Nous aurions pu réviser les articles qui avaient dénaturé la Constitution de 1959 et trahi son esprit et épargner des pertes de centaines de millions de dinars à un pays qui manquait énormément de moyens et qui n’avait pas besoin d’une Assemblée constituante ne pouvant aucunement, même si élue «démocratiquement», représenter une grande partie de Tunisiens éclairés.
Ceux qui sont curieux d’en découvrir les vices pourraient se rendre compte du nombre d’articles de loi qui y avaient été adoptés néfastes et pernicieux et qui peuvent métamorphoser la donne démocratique dans notre pays rien que par les textes d’application. Les droits économiques ou encore obligations y sont peu présents mis à part les grands clichés de développement durable et générations futures. Aucun article n’a été consacré à la libre initiative.
Nous pouvons être fiers d’être un des rares pays au monde à constitutionnaliser le droit à la grève. Il est curieux de lire dans l’article 6 que l’État protège la religion, garantit la liberté de croyance, de conscience et de l’exercice des cultes et assure la neutralité des mosquées et des lieux de culte de l’exploitation partisane, mais que jusqu’à ce jour nombre de nos mosquées échappent à l’autorité de l’Etat. Des illuminés y prêchent la haine de l’autre et accusent à tort et à travers nos concitoyens d’apostasie sans qu’aucune mesure coercitive ne soit prise à leur encontre et couverts par ceux-là mêmes qui ont écrit la Constitution.

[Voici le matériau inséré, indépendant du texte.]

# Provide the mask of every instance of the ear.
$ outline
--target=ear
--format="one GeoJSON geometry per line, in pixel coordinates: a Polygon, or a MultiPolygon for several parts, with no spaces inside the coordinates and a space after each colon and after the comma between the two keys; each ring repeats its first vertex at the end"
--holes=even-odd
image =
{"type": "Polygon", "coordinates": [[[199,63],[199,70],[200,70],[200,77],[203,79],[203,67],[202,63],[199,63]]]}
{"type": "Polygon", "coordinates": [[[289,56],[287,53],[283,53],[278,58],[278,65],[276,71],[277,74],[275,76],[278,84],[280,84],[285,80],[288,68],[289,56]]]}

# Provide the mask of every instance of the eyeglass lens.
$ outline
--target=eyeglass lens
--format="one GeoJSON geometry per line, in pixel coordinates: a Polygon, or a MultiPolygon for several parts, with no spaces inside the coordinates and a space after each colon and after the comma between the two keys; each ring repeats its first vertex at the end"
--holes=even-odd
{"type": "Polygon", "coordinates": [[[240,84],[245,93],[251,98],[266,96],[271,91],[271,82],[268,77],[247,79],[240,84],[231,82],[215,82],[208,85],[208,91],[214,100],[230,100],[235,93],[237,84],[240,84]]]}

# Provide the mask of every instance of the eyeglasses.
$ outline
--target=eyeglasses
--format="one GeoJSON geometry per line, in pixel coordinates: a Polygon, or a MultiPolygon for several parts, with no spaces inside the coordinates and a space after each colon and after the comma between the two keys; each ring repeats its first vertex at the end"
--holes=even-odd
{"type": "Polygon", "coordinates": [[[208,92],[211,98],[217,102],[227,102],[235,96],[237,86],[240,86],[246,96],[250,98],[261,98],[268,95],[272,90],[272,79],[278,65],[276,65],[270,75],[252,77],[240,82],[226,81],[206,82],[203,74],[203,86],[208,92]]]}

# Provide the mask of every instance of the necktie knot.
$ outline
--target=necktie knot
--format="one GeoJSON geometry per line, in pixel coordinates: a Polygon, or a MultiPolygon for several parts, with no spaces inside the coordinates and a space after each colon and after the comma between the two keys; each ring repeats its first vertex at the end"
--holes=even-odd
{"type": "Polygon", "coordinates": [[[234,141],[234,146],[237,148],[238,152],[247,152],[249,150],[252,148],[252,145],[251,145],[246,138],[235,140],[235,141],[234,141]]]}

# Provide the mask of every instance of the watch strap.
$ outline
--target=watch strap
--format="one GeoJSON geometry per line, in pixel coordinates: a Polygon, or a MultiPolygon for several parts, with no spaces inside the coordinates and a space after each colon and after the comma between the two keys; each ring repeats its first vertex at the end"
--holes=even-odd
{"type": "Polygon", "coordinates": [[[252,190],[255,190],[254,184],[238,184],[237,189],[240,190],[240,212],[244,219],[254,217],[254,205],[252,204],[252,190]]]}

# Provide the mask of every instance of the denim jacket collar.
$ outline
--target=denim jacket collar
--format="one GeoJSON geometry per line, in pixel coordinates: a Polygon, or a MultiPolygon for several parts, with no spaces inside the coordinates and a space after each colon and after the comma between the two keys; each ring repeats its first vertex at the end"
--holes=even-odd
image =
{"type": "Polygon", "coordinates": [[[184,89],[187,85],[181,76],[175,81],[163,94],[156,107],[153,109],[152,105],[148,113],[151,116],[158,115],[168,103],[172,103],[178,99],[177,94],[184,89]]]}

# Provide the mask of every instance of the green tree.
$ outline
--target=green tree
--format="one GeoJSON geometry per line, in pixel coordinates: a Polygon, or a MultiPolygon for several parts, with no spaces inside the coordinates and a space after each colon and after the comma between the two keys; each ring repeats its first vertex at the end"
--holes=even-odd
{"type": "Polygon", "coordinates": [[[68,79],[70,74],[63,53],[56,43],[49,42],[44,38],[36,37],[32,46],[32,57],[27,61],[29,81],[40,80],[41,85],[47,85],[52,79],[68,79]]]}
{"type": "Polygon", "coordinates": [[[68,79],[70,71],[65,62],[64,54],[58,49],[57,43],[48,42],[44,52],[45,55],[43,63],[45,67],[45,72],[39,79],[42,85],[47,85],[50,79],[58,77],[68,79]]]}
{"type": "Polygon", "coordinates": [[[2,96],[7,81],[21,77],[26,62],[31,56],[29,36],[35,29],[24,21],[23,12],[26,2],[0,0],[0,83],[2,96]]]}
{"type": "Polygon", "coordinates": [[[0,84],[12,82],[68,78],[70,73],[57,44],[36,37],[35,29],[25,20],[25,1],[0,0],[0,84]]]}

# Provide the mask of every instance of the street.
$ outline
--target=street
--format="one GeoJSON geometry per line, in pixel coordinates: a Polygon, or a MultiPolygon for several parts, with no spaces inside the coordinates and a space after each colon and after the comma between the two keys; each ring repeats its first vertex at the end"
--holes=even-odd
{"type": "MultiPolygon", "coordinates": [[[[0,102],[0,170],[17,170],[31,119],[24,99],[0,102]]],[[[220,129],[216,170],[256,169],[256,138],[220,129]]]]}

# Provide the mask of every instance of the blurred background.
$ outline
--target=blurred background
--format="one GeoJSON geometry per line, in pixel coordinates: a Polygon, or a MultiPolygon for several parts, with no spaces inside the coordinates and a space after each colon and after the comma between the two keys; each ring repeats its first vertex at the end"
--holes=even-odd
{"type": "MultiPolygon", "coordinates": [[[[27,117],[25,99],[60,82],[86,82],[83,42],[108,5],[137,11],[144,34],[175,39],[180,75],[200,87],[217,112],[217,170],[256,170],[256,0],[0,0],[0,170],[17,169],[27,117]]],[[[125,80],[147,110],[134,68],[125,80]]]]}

Dans la Tunisie de la «Révolution», les acquis sont menacés et les droits ne sont pas aussi acquis qu’on le pense. Parmi les constituants, il y avait des personnes instruites et averties qui avaient milité pour une Constitution digne de la Tunisie du 21ème siècle, qui ne laisse pas place à la confusion ou à une mauvaise interprétation.
Malheureusement, la majorité voulait d’une Constitution bloquante, initiatrice du chaos créateur. La Tunisie est aujourd’hui un pays ingouvernable et une Constitution qui marginalise l’exécutif.
Ceux qui se demandent pourquoi le pays ne peut pas avancer pourront peut-être trouver la réponse dans une lecture attentive de la constitution de 2013 et du code électoral Iadh Ben Achour.